What about Dachshunds and Chihuahuas, could they be included just for shits n' giggles?
 
D

Deleted member 30609

Unconfirmed Member
Thunder Monkey said:
And the sexiest man I've ever had inside me!
i stood, frozen, his eyes locked on my body and mine on his in return.

"this thread's never going to be the same again, is it?"

"only if we let it."
 

stupei

Member
bock said:
Meteos was quite an early release, so the situation was well different then. I am under the impression that todays DS requires marketting + huge distribution force to get anywhere. I'm more than happy that Scribblenauts succeeded at that but most decent attempts fail (my previous DS game hit the dust quite miserably in this aspect).

It being available only at Toys R Us probably didn't help it, though I could understand the potential need for that kind of support. (I assume there was money involved in that decision, after all.) It's just that a lot of the people that would be involved in any kind of word of mouth aren't likely to shop there all that regularly, at least not until they're going there for a buy 2 get 1 and then they usually have a more expensive release already in mind to make the most of the deal. Hard to sell a $30 DS game that way.

Unfortunate too, because the game is great.

Edit: Actually, I'm pretty certain the only reason I knew this game existed at all was because of some diehard fans on GAF hyping it up.
 

Brashnir

Member
Combichristoffersen said:
What about Dachshunds and Chihuahuas, could they be included just for shits n' giggles?

Dachshunds are defense towers. They grow longer and longer the more you upgrade them.

When you start the game, all you have is a single chihuahua. He sits on the lap of your base and directs everything.
 
Rez said:
i stood, frozen, his eyes locked on my body and mine on his in return.

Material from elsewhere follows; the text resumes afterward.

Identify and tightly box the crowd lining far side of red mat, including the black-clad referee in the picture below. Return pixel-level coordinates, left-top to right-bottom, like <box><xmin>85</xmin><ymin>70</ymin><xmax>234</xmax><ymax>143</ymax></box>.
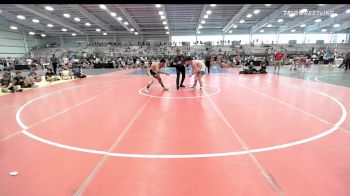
<box><xmin>0</xmin><ymin>42</ymin><xmax>350</xmax><ymax>92</ymax></box>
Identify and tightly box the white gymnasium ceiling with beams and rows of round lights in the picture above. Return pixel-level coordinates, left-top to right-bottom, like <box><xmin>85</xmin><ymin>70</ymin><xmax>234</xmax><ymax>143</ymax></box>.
<box><xmin>0</xmin><ymin>4</ymin><xmax>350</xmax><ymax>37</ymax></box>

"this thread's never going to be the same again, is it?"

"only if we let it."
Dude if I wasn't working on some of my DudeBro models I'd totally be up for a rousing game of stupid.

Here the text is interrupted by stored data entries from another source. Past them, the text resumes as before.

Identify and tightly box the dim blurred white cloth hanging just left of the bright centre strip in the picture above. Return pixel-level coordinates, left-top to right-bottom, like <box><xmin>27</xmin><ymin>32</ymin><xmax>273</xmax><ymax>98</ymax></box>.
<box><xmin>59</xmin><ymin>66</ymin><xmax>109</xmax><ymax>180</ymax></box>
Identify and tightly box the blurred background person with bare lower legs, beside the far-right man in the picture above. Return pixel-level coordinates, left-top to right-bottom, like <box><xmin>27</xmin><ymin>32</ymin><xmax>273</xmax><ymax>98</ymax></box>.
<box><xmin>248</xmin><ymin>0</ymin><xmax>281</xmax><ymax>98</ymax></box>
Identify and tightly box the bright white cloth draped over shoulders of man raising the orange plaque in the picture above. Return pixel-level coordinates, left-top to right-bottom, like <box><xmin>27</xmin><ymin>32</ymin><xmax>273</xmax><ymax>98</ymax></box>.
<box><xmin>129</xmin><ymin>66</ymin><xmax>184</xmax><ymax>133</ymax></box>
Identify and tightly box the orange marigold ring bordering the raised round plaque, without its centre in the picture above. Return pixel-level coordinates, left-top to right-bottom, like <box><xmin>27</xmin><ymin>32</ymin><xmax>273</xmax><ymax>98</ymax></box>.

But alas... May will be here before I know it.
 

Combichristoffersen

Combovers don't work when there is no hair
Brashnir said:
Dachshunds are defense towers. They grow longer and longer the more you upgrade them.

When you start the game, all you have is a single chihuahua. He sits on the lap of your base and directs everything.

Give the Chihuahua a little uniform to wear (a generic movie dictator uniform), and all will be perfect.